Quando o dia clareou era um mar de náufragos que amanhecia nos teus olhos.
Braços erguidos, verdes, azuis, vagas de sete metros, as barras encerradas à
navegação, todos os navios fundeados ao largo, o convés deserto de todos os
marinheiros. Só mar para cá dos navios, a imaginação líquida para lá do
horizonte e da esperança da fome ser só passado, já sem vítimas, sem memória e
sem coordenadas.
Tu
de braço dado com a persistência da chuva, os cabelos sem cor escorrendo-te
pelos ombros, espalhando rios de sol e de futuro, só verde e calma, nos leitos
e nas margens. Nem pescadores à linha especados à sombra esquecida da espera,
inofensivas minhocas como isco, enforcadas nas pontas assassinas dos anzóis.

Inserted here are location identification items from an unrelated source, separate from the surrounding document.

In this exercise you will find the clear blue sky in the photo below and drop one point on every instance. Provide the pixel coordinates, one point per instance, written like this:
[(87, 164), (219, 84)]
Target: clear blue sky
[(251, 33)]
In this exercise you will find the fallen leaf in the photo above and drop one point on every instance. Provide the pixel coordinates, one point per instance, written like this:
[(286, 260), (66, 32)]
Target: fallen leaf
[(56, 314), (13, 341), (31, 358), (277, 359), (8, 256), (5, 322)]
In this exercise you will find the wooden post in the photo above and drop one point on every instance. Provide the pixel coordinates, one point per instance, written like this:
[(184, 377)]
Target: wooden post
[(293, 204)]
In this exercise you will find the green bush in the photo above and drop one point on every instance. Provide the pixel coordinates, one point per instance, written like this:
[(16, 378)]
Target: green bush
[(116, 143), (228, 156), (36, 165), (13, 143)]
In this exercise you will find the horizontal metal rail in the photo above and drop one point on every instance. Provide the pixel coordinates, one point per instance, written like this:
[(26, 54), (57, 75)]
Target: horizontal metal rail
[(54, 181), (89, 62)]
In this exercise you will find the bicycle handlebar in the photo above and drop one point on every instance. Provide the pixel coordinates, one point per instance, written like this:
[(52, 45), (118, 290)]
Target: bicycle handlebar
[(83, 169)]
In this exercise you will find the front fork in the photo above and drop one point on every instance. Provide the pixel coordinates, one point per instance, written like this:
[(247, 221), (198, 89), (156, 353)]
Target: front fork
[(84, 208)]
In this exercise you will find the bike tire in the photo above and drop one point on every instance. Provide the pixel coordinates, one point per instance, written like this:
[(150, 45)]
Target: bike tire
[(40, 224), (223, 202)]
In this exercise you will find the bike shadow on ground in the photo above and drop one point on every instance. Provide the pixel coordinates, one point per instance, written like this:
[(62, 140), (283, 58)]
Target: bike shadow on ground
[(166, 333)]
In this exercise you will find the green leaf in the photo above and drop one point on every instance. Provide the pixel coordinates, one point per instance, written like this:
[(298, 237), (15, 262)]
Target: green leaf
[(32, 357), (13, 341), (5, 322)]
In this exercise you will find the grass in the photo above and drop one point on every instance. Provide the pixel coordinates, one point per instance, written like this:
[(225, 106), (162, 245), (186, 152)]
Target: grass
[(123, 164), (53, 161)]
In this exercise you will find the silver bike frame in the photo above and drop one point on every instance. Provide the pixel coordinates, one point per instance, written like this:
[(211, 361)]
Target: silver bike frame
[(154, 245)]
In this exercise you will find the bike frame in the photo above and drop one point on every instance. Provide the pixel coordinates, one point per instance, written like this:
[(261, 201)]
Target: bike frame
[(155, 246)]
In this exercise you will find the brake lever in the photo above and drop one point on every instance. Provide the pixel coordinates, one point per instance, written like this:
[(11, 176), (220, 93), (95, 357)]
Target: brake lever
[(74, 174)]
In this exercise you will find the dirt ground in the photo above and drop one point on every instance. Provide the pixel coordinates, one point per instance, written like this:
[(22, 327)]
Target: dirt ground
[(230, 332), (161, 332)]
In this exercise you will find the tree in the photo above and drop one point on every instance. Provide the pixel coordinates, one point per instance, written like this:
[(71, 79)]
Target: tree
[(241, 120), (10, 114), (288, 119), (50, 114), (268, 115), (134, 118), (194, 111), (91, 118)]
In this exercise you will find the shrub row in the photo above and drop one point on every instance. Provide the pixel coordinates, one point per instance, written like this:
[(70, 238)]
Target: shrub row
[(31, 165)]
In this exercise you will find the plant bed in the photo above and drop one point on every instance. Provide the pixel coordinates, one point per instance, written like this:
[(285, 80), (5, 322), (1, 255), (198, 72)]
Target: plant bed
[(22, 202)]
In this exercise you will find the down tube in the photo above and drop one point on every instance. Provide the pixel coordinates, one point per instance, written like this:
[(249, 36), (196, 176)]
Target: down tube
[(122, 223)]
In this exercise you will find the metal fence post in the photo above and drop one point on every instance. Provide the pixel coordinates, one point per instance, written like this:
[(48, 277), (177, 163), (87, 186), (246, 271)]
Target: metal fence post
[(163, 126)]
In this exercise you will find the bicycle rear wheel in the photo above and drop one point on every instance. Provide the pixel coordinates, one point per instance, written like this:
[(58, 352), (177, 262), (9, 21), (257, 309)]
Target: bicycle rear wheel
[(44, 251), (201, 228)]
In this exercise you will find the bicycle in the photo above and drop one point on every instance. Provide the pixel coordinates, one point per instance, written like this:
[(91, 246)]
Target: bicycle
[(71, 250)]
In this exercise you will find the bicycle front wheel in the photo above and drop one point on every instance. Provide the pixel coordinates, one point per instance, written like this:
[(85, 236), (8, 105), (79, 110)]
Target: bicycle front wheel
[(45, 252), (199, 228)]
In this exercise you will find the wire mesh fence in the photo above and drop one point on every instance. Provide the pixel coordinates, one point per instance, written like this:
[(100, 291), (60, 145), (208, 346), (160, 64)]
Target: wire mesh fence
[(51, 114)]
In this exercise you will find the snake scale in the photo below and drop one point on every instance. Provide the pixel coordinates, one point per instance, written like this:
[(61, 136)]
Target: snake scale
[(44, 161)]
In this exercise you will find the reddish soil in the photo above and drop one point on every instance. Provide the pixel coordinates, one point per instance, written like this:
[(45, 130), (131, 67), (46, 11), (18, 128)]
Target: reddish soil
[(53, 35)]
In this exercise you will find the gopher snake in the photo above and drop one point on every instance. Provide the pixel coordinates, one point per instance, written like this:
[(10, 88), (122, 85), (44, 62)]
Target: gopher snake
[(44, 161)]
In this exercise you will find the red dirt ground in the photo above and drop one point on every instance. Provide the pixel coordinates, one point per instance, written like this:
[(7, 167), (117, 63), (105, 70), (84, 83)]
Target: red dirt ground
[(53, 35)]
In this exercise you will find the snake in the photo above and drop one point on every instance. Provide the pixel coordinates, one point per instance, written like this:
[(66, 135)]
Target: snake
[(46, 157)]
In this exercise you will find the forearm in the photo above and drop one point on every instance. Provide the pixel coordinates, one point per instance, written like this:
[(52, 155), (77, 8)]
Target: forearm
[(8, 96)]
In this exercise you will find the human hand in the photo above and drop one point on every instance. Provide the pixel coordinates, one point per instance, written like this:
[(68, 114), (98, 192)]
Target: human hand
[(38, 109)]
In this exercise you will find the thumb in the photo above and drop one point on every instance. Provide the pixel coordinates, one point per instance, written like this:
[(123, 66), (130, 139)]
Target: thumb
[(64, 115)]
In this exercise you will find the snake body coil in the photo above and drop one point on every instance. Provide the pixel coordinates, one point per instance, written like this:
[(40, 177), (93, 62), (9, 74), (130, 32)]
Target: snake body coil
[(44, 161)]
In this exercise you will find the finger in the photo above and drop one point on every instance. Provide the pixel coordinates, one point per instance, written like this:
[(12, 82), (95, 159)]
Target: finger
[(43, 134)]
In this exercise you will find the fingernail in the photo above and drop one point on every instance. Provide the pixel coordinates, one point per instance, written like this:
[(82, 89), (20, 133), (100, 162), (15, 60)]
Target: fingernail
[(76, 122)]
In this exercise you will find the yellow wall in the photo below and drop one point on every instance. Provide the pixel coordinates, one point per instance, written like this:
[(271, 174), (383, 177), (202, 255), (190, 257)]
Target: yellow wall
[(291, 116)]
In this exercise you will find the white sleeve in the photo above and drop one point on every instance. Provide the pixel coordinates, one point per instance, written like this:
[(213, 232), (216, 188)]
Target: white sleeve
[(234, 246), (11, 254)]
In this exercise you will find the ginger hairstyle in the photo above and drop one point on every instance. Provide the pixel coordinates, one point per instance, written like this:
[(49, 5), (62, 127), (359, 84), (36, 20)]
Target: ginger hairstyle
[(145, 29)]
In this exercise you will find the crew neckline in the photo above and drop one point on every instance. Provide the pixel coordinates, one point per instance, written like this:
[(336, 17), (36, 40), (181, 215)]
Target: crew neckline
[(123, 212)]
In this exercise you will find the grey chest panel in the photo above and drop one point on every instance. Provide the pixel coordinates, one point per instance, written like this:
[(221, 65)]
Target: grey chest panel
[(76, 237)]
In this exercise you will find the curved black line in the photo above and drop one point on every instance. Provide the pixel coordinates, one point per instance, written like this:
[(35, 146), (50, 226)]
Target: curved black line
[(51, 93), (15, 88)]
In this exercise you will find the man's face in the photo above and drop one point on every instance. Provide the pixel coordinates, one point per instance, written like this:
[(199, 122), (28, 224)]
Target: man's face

Tudo como se Deus existisse e fosse daqui. Como se os rios não transbordassem e
o mar, e a terra, e o céu fosse toda a harmonia de que nos contam os livros. E
o azul fosse só um, sem tonalidades nem diferenças, azul tão claramente azul, sem
azul nenhum, nem cor, nem preconceitos em que nos afogam o sonho e o destino.
Só
nós e este bando infinito de gaivotas,
ameaçando o silêncio e o temporal que se precipita das estrelas, cassiopeia,
ursa maior, cruzeiro do sul, para que lado fica o oriente? O mesmo oriente que
Pessoa descobriu, entre a Ode Marítima e um copo de vinho numa taberna do
Chiado. Só nós, duas mãos e um destino, os dedos entrelaçados na rigidez deste
frio do inverno. Plenos de tudo e de esperança. A chuva persistente, o dia
magoado, o sol que mora a oriente. O domingo também acaba!